Moreover, there are some virtuous cycles generated from the growing number of merchants and customers in the platform and the interaction among them.
Source: Annual Report
The increasing number of customers enhances the market size and the efficiency of merchants while the increasing number of merchants offers more options to consumers, who thus become more engaged to the platform. In addition, the tremendous growth in the sales generated in the platform create great economies of scale for merchants at the logistics front. This is another competitive advantage.
On the other hand, investors should always keep in mind that technology companies rarely enjoy a strong competitive advantage, as the industry is highly competitive. This is certainly the case for DoorDash. In addition, there is usually cut-throat competition in the tech sector and hence many companies run the risk of incurring business deterioration if their competitors achieve major technological breakthroughs. Overall, DoorDash enjoys a relatively narrow business moat.
Will DoorDash Ever Pay A Dividend?
In order to pay a dividend, companies need to generate positive free cash flows. In other words, their business should generate cash flows that exceed the capital expenses by a wide margin. Some popular tech stocks cannot pay dividends to their shareholders due to their negative free cash flows. For instance, Uber (UBER), Lyft (LYFT) and Netflix (NFLX) have not managed to generate positive free cash flows yet.

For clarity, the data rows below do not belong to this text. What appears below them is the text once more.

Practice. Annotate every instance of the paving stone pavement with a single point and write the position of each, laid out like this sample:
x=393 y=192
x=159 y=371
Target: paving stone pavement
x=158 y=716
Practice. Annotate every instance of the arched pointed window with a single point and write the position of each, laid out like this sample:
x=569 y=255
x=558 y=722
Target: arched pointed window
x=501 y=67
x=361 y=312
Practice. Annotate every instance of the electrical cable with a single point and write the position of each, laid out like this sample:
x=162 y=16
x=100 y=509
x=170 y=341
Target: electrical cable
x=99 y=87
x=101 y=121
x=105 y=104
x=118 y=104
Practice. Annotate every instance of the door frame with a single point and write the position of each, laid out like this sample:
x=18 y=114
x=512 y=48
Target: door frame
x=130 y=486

DoorDash spends a great portion of its revenues on sales and marketing expenses in order to attract and engage new customers. As a result, the company has not managed to make a profit yet while its free cash flows are negative.
Even its EBITDA margin is extremely low. It was in deep negative territory in the last two years and has just become positive this year, at 5%. All the above confirm that there are no funds available for the initiation of a dividend.
Analysts expect DoorDash to switch from a loss per share of -$0.68 this year to a profit per share of $0.21 in 2022. Even better, they expect high earnings growth going forward and thus they expect DoorDash to earn $0.81 per share in 2023 and $2.68 per share in 2025.
However, investors should not expect a dividend from DoorDash even when it becomes profitable, at least as long as the company remains in high growth mode. The company is growing its business at such a high rate that it makes much more sense to invest in the business instead of initiating a dividend.
DoorDash recently stated that it will continue investing heavily in its business in order to grow the number of merchants and consumers who use its platform. Therefore, the company will continue spending a great portion of its revenues on sales and marketing for the foreseeable future.
As DoorDash has many years of double-digit revenue growth ahead, it is not likely to initiate a dividend anytime soon. Instead, its management is likely to remain focused on its growth initiatives. Therefore, shareholders should be completely satisfied as long as the company keeps growing at a fast pace, without initiating a dividend.
High-growth companies do not offer a dividend for another reason as well. Their stocks usually enjoy such a rich valuation that a dividend is meaningless for the shareholders. To provide a perspective, DoorDash is currently trading at 195 times its expected earnings in 2023. Therefore, even if the company distributes 50% of its future earnings in the form of dividends, it will offer just a 0.3% dividend yield. Such a yield will be negligible for its shareholders and hence there is no incentive for the company to initiate a dividend.
To sum it up, DoorDash is in the very early stages of its growth trajectory, with exciting growth prospects ahead thanks to the immense size of its addressable market. As a result, the company will remain focused on its growth strategy and will continue investing a great portion of its revenues in its business. It is thus not likely to initiate a dividend for the next several years.